Dia menilai menjadi ricuh dan gaduh ketika DPR mendorong untuk menggunakan hak angket mempertanyakan Peraturan KPU, khususnya larangan mantan napi nyaleg. “Jangan sampai Hak Angket yang mestinya sangat berwibawa pada dirinya direndahkan dan dijadikan ‘mainan politik murahan’ oleh DPR,” ujarnya.

 

Koordinasi bahas implementasi

Ketua DPR Bambang Soesatyo berharap agar Kemendagri dan Kemenkumham berkoordinasi dengan KPU dan Bawaslu dengan menggelar rapat bersama membahas implementasi Peraturan KPU 20/2018. Bambang berpandangan asas hukum nebis in idem, seseorang tidak boleh dihukum dua kalinya dengan kasus yang sama, agar dapat disamakan persepsi terhadap interpretasi mantan narapidana yang sudah melaksanakan hukuman terhadap kesalahan yang dilakukannya.

 

“Terhadap mereka (mantan narapidana), tidak dapat dikenakan peraturan yang menghukum perbuatan mereka yang sudah mendapat hukuman, agar asas keadilan bagi warga terhadap haknya dapat dilaksanakan,” pintanya.

 

Selain itu, Komisi II DPR mesti mendorong KPU agar dapat melaksanakan tugasnya dalam melakukan penyeleksian calon anggota legislatif yang berintegritas, bersih dan tidak cacat moral.
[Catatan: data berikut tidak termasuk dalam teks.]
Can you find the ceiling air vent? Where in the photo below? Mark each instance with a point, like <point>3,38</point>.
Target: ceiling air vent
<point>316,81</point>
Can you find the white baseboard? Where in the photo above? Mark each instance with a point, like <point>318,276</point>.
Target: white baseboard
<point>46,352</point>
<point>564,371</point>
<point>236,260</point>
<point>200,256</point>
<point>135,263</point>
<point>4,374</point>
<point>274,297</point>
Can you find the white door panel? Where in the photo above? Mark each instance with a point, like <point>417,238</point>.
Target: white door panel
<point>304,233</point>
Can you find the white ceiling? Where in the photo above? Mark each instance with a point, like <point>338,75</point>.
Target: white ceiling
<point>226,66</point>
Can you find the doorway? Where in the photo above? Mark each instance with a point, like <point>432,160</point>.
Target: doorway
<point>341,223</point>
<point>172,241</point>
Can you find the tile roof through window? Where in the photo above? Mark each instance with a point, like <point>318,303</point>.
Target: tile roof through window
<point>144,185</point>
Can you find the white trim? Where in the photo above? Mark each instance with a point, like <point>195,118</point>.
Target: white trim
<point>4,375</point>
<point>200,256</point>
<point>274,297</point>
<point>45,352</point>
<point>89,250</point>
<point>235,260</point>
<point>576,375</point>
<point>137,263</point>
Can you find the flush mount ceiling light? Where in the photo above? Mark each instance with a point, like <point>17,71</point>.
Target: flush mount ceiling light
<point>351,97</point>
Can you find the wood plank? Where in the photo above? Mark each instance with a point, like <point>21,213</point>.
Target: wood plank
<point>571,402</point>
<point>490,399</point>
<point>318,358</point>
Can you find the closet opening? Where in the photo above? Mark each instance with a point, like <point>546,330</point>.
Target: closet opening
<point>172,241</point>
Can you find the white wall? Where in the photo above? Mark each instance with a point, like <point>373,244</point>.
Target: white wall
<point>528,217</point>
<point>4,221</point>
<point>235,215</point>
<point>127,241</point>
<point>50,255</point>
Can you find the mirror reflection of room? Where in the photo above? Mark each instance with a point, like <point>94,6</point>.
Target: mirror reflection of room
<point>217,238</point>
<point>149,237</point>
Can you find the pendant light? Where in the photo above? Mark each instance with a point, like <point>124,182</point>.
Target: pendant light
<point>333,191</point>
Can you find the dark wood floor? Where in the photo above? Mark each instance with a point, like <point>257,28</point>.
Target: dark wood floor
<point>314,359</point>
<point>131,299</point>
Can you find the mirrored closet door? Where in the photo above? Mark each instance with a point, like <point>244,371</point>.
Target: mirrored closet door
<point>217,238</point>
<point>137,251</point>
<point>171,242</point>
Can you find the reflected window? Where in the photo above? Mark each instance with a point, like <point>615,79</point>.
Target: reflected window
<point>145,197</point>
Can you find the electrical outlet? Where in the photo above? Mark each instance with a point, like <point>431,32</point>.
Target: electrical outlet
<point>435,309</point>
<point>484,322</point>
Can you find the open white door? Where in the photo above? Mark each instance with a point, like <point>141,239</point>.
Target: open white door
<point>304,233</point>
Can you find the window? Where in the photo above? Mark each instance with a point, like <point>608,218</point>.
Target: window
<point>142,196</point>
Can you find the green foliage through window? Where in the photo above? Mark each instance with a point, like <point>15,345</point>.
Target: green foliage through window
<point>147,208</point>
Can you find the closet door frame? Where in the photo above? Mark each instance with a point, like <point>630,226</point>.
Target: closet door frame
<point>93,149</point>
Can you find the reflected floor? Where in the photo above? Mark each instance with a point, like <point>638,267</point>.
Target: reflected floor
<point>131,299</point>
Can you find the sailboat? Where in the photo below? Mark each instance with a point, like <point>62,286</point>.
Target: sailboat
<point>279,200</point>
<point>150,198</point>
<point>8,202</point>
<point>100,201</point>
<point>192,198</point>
Dengan begitu, kualitas dari lembaga legislatif sesuai harapan masyarakat luas. Bagi semua kalangan, agar dapat mematuhi UU Pemilu. Setidaknya dalam membuat aturan tidak lagi bertentangan dengan UU di atasnya.

 

“Sehingga tidak menjadi preseden buruk bagi perjalanan bangsa ini ke depan manakala kita melakukan pembiaran terhadap lembaga yang melanggar UU dengan alasan apapun,” ujarnya.

 

Wakil Ketua DPR Fahri Hamzah menilai ngototnya KPU menerapkan Peraturan KPU 20/2018, khususnya aturan larangan mantan napi korupsi maju pencalegan menjadi bumerang. Dengan begitu bakal dapat dilakukan investigasi melalui hak angket. Menurutnya, membuat aturan yang tidak merujuk dalam UU terkait menjadi persoalan.

 

“Tidak boleh membuat kekacauan dalam hierarki hukum nasional. Semua pembatasan hak itu levelnya harus UU, tidak bisa dibikin peraturan lembaga-lembaga internal begitu,” katanya.